For a young author, this story has an older, mature voice. Her characters are not terrible people; they've just never before not had their mother's presence as a given in their lives. They each go through grieving her absence - anger at each other, guilt, sadness, each coming to realize how much they really didn't know about Mom. It describes the self-sacrificing that can be exhibited by mothers, in particularly Korean mothers.
The martyrdom of Mom gets a bit unreal and the ending doesn't have the longed for resolution, but it works. I enjoyed the story and was pulled through the book to the end. Good read.
Published: 2009 Read: July 2016 Genre: Fiction
Monday, July 4, 2016
I finally found a used copy of this book in Anchorage. I havea copy of The Hours at home, its a recent book and movie that's based on this one and wanted to read Woolf’s book first.
Written in 1925 after the first World War, the book was groundbreaking in its style, a ever-flowing internal conversation of the characters as they go about one day in June in London.
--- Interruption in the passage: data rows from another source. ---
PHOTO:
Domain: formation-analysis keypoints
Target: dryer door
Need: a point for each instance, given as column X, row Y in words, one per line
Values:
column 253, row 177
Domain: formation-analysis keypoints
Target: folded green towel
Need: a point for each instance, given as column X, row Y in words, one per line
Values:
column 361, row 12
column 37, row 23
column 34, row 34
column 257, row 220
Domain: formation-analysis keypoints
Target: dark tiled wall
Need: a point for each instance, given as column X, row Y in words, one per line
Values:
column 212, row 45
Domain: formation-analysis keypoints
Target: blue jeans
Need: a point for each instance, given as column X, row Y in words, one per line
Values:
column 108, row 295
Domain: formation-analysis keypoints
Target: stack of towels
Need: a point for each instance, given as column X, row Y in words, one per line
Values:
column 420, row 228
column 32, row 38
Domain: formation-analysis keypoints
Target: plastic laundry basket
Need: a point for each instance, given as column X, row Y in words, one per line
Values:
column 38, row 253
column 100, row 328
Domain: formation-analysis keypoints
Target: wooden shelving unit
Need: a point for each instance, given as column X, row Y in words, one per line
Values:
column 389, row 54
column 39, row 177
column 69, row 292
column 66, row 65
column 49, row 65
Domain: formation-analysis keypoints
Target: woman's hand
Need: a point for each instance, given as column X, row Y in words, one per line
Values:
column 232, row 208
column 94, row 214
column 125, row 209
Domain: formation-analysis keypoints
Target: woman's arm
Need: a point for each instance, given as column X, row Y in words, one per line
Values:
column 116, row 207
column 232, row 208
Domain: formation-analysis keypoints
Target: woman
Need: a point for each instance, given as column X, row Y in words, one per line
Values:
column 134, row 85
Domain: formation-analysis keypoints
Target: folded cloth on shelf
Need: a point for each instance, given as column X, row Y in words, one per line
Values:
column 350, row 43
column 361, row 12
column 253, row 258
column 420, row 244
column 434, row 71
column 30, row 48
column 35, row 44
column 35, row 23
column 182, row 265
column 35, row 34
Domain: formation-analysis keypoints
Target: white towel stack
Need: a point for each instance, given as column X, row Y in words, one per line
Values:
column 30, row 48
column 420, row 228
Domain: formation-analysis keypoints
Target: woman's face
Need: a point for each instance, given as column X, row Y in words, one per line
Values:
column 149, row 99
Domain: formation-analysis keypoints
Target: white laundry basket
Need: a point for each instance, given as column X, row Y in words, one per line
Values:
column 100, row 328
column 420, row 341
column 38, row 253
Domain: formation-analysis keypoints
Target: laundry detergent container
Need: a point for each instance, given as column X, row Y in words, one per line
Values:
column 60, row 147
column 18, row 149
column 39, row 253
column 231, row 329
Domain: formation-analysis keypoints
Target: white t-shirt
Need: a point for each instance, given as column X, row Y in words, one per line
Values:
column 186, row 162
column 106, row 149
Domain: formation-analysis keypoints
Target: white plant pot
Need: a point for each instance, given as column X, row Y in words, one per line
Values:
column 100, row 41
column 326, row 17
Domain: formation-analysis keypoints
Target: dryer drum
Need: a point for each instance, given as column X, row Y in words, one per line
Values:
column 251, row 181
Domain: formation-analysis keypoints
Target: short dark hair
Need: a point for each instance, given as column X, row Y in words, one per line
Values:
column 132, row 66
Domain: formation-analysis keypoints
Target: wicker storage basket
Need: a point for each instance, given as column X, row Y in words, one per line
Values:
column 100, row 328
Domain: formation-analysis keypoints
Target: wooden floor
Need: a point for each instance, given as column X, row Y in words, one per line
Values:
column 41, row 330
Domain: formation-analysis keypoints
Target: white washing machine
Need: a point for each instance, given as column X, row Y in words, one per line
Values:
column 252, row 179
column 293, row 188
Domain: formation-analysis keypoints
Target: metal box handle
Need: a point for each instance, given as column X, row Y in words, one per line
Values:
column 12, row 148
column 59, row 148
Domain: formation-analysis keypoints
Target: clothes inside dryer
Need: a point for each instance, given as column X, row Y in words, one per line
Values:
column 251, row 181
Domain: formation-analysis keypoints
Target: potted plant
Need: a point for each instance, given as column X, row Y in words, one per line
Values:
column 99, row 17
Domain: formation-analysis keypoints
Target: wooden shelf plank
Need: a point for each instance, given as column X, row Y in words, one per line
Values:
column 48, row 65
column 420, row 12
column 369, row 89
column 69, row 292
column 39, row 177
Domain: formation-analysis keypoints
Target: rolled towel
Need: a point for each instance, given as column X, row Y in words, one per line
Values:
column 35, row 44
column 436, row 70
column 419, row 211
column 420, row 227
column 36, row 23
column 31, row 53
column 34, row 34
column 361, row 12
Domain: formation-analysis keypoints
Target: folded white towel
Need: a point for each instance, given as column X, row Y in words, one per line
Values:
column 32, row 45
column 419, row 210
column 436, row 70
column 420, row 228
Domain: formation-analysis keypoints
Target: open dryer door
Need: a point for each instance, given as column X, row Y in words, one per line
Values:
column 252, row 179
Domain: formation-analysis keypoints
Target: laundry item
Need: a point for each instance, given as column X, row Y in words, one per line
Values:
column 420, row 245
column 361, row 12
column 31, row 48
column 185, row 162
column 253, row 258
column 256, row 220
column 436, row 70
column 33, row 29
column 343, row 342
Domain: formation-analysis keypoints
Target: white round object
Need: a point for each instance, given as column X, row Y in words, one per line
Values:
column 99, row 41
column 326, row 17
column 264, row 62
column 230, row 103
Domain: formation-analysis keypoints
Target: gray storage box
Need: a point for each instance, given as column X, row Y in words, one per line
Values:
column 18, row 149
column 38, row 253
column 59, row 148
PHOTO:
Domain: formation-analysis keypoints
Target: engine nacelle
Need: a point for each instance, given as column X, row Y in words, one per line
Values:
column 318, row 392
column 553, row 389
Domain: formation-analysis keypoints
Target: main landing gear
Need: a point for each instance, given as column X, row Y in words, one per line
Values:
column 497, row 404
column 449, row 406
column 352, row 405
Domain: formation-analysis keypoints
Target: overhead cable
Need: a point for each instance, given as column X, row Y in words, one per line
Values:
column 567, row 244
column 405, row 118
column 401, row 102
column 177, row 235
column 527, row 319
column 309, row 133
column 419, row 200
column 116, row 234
Mrs. Dalloway is a fiftyish matron who is hosting a party for her social class in the evening. She and her guests' musings are woven throughout the day, punctuated by the chiming of Big Ben and other city clocks. Their intertwined pasts unfold from different perspectives revealing how they came to be the persons they are in the present. It is a commentary on the upper class at that time, internal relfection, and the loneliness created by societal expectations that still resonates with truth for today as well.
Published: 1925 Read: June 2016 Genre: Fiction, classic
I have always enjoyed this author’s books. She writes the way women speak to and about each other, capturing the sisterhood of shared experiences.
This book is the story of Cecilia, a single, professional motivational speaker whose best friend recently died. She is grieving and regretting not having done the trips and adventures they had spoken of over the years because she enjoyed working and didn’t take the time. She decides to make the big change that is long overdue.
She sells her home, takes leave from her job and moves into a shared house with three other women; Lise, a divorced physician with an estranged 20 something daughter; Riley, a gay, rebellious, newspaper advice columnist and Joni, a professional chef with a belligerent boss. She fulfills a commitment to her friend and volunteers at a hospice.
When she receives a postcard from her first love, she embarks on a road trip with her roommates to discover if the flame is still bright. Each of them is exploring a way to heal or move on from relationships. Their camaraderie feels genuine and familiar. While the knots are tied up a little too neatly in the end, it was a satisfying read that reminded me of the power of friendships.